Two conservative columnists regret that there will be no referendum on the Olympic application. A third conservative pundit thinks that the bid fell prey to party politics.
In Heti Válasz, Szilárd Szőnyi finds it sad that there was no referendum on the Budapest Olympic Games application. The conservative columnist recalls that the bid was originally supported by most parties in Parliament as well as different civil organizations. In addition, different polls suggested that until very recently, the Hungarian public was also in favour of the idea. Szőnyi speculates that the unexpected success of the call for a referendum is an indication that despite its lead in the polls, many Hungarians are dissatisfied with the government. Szőnyi adds that the crude statements of some pro-government pundits may have fuelled anti-government sentiments. In a televised talk show and in his blog, Magyar Demokrata editor-in-chief András Bencsik labelled supporters of the referendum ‘traitors’.

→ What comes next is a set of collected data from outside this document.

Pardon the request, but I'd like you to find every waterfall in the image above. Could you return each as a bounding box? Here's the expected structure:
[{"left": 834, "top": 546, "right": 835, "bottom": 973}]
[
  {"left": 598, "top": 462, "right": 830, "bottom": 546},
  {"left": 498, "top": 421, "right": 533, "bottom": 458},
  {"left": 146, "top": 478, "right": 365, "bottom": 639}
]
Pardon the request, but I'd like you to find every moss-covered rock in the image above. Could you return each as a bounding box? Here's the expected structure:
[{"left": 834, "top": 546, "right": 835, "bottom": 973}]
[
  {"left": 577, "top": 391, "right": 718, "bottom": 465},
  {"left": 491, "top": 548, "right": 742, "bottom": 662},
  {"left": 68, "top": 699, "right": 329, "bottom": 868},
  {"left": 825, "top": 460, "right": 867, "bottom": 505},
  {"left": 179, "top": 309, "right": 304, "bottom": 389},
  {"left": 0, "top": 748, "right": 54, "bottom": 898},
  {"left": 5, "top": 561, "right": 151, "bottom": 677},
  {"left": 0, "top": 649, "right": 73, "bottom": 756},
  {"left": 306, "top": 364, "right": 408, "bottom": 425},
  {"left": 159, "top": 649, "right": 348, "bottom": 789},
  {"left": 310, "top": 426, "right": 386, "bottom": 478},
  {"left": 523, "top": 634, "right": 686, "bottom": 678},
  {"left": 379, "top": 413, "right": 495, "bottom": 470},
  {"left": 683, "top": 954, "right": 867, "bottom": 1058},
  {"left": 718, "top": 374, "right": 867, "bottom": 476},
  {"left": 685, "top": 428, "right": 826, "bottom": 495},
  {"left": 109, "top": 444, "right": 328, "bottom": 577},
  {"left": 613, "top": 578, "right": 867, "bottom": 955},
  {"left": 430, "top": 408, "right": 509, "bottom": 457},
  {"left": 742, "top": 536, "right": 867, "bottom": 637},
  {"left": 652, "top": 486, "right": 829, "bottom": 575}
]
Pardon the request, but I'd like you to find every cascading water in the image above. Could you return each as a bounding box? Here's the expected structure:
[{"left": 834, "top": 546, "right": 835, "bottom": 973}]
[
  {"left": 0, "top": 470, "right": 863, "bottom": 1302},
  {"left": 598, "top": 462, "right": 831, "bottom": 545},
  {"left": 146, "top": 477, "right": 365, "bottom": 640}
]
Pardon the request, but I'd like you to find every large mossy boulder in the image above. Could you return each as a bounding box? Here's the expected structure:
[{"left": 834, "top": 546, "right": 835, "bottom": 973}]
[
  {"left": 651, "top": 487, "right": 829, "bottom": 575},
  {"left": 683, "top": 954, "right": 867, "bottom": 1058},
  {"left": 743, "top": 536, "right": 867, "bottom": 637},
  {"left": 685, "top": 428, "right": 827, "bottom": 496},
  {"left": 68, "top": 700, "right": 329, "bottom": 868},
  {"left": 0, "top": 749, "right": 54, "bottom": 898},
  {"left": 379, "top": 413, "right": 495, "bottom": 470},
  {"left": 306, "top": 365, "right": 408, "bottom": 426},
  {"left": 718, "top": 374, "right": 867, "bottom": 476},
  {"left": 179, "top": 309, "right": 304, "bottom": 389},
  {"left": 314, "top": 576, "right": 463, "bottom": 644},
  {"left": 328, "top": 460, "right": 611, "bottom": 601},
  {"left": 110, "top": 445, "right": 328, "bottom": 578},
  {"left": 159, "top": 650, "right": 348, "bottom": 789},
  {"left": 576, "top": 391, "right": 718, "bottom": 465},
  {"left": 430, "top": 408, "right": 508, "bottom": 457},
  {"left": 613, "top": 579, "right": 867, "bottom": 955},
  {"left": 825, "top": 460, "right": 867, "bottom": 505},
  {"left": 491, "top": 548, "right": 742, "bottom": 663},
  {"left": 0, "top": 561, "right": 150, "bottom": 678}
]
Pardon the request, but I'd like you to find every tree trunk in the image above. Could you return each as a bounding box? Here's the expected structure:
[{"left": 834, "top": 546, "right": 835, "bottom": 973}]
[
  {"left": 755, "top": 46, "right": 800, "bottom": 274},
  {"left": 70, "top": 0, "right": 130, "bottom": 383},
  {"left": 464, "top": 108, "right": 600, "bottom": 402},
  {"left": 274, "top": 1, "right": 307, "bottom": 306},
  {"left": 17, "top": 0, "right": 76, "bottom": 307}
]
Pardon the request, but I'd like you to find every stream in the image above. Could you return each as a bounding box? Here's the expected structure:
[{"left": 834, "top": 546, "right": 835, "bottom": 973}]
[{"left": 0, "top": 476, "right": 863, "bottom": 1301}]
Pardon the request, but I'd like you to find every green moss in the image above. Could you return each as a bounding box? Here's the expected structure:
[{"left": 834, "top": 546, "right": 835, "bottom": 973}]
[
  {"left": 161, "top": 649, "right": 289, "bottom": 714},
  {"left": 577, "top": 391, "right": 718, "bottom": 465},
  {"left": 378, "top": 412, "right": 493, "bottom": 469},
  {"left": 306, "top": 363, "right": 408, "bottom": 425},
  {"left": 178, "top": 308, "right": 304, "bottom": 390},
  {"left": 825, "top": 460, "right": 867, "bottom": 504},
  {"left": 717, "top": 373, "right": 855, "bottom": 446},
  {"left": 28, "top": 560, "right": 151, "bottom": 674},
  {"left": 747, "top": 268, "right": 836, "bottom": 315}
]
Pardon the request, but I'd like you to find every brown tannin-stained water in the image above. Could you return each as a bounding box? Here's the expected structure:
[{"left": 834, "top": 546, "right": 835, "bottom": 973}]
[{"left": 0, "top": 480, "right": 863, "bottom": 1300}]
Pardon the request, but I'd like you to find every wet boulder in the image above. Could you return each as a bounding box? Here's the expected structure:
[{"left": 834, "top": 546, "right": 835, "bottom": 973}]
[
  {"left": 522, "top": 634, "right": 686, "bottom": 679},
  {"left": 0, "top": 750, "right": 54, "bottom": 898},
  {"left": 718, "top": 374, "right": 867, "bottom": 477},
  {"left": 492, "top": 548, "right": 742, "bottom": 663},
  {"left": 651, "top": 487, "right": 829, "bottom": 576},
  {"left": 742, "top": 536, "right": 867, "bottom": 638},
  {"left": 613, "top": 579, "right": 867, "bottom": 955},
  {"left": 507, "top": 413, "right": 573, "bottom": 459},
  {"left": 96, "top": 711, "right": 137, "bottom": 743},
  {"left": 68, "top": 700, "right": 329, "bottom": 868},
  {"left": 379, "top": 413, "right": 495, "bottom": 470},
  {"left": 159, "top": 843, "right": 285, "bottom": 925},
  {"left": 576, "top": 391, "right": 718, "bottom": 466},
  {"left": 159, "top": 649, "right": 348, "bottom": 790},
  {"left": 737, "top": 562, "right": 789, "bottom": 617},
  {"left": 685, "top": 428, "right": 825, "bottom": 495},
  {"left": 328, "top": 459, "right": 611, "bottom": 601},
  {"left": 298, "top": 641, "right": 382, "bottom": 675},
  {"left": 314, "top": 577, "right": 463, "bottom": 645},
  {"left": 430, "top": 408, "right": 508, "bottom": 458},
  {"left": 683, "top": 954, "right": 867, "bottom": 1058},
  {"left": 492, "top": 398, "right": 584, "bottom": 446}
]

Mandiner’s Gellért Rajcsányi also regrets that there was no referendum. The centrist conservative blogger thinks that the referendum would have been helpful in finding out whether the Hungarian public really considers the Olympic bid as an important national project or not. In the absence of a proper public debate and a vote, both sides will use the withdrawn bid to vilify each other, Rajcsányi fears. The governing party will claim that the Olympic application was attacked by politically motivated activists who may even have been financed by foreign actors, including George Soros. The Left, on the other hand, will use the opportunity to accuse the government of corruption, Rajcsányi concludes.
In Magyar Nemzet, Szabolcs Szerető contends that the Olympic bid fell prey to party politics. The left-wing parties which initially supported it made a U-turn and started to oppose the Olympic application as soon as they saw this was politically salient strategy to criticize the government. The Right, on the other hand, withdrew the application, which, according to Szerető, suggests that they were also more concerned about its political implications.